Chegamos a Flávio Bolsonaro. Nitidamente ele cometeu um grande equívoco nessa questão. A sua exposição pública e o desempenho nas pesquisas eleitorais precisam de um argumento ou de uma “narrativa” e, infelizmente, isso foi dado pelo próprio Flávio. Faltou maturidade e, principalmente, um conselho eleitoral constituído de pessoas, inclusive, com experiência de marketing e de eleição. No passado, Colbery do Couto e Silva teve seu filho envolvido num ato de corrupção e durante uma semana a impressa bombardeou o ministro para falar disso, mas ele recusou e quando perguntaram o motivo ele, simplesmente, respondeu que “não ia contribuir para que se falasse nisso por mais de uma semana”.

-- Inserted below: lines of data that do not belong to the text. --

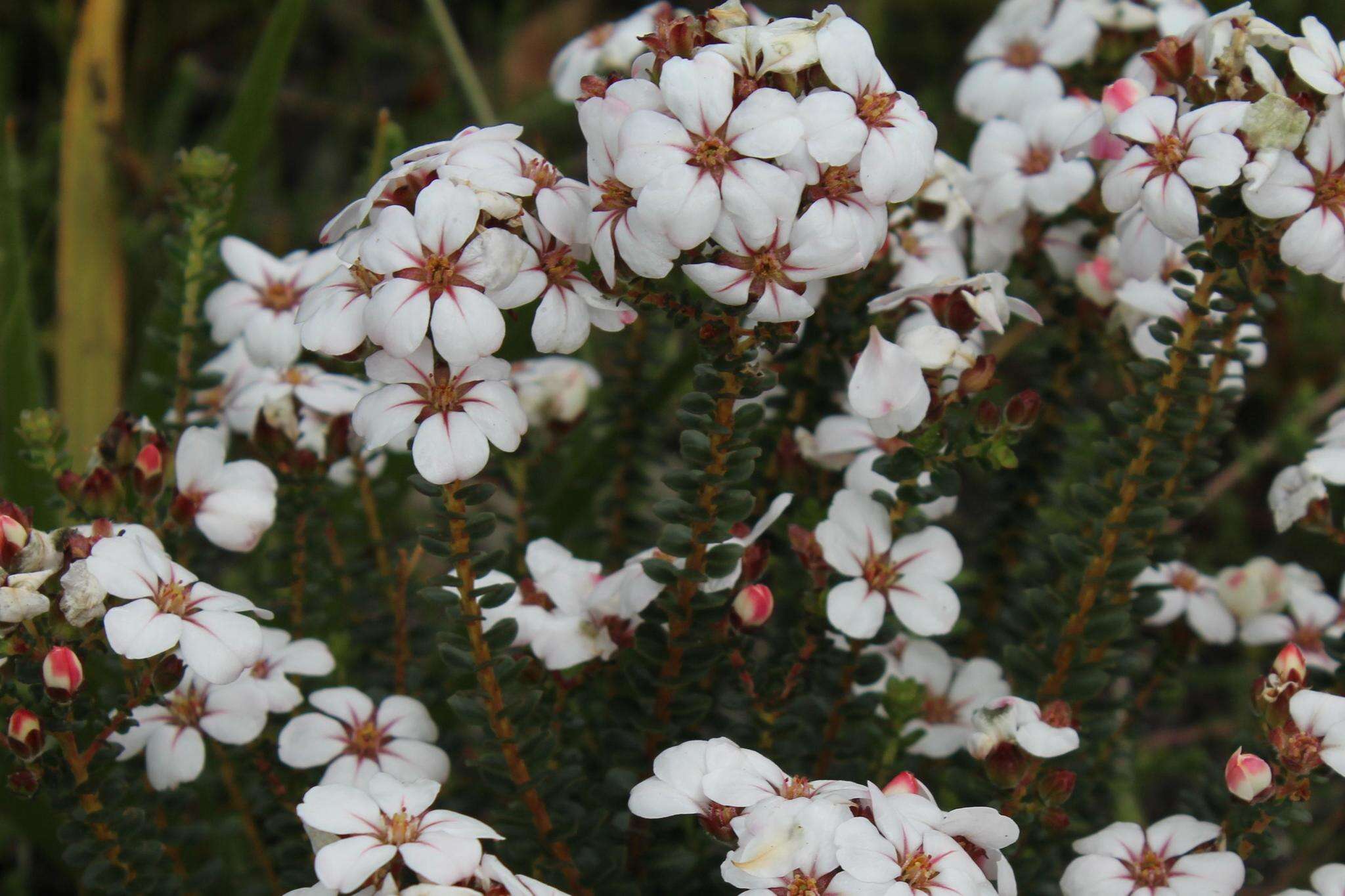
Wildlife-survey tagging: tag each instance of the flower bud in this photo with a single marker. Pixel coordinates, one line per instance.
(988, 417)
(1023, 409)
(150, 471)
(1056, 786)
(904, 784)
(24, 734)
(753, 606)
(62, 675)
(1248, 777)
(1290, 664)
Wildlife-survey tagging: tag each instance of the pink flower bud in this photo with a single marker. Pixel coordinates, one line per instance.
(1248, 777)
(904, 784)
(24, 734)
(753, 606)
(62, 673)
(1290, 664)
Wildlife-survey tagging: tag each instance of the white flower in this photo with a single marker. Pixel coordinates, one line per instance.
(1292, 492)
(393, 820)
(617, 226)
(1016, 55)
(1310, 192)
(1185, 591)
(233, 504)
(441, 276)
(459, 412)
(888, 386)
(280, 657)
(553, 389)
(1328, 880)
(607, 47)
(1125, 857)
(571, 613)
(790, 844)
(1317, 60)
(1013, 720)
(260, 305)
(708, 158)
(1170, 156)
(171, 733)
(571, 304)
(20, 598)
(900, 851)
(780, 273)
(1312, 616)
(167, 608)
(954, 691)
(870, 123)
(1021, 163)
(910, 574)
(357, 740)
(331, 317)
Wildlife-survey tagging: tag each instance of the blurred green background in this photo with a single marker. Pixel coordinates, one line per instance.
(97, 97)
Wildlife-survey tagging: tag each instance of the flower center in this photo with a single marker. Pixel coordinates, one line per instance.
(1151, 871)
(1023, 54)
(174, 597)
(939, 710)
(366, 740)
(1169, 151)
(617, 196)
(873, 108)
(401, 829)
(797, 788)
(713, 155)
(278, 297)
(1038, 160)
(919, 872)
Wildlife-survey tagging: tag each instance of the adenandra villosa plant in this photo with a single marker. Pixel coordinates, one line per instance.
(877, 610)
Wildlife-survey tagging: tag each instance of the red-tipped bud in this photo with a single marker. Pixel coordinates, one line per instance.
(62, 675)
(1290, 664)
(1056, 786)
(979, 377)
(1248, 777)
(24, 734)
(988, 417)
(753, 606)
(904, 784)
(1023, 409)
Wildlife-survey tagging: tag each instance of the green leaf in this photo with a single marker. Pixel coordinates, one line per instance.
(248, 125)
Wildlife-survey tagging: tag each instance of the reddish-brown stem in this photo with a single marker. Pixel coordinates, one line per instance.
(494, 699)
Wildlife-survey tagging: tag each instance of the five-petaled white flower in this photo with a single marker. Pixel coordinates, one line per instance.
(260, 307)
(1185, 591)
(171, 733)
(1125, 859)
(233, 504)
(910, 574)
(1016, 54)
(458, 412)
(1170, 156)
(355, 740)
(708, 158)
(441, 276)
(169, 608)
(393, 820)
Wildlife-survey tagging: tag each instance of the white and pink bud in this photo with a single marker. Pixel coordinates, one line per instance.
(62, 675)
(753, 606)
(1248, 777)
(1290, 664)
(24, 734)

O problema é que as críticas sobre Flávio estão ocultas sobre os desejos, dentre os quais, afetar a campanha de Tarcísio. E já se fala na contribuição do Master para sua campanha. Observem: a doação de campanha é, perfeitamente, legal e se foi feita nos moldes previstos na lei, não há o que se questionar. Quem doa para partido político ou para candidato terá o registro da doação. No bojo do bombardeio eis que Zema esqueceu que recebeu dinheiro do Master e se apressou em criticar. Uma ação absolutamente oportunista.

O staff do presidente adorou essa divulgação de Flávio porque vislumbrou, não apenas, derrubar um concorrente que ameaça a hegemonia petista e de quebra favorece outros aliados. O presidente estava propenso a desistir e agora ele está animado em concorrer. Esse presidente faz qualquer coisa para continuar no poder. A taxa das blusinhas implantadas por ele foi um grande erro estratégico e foi regado de impopularidade. Essa semana ele declarou que essa taxação foi uma decisão de Haddad.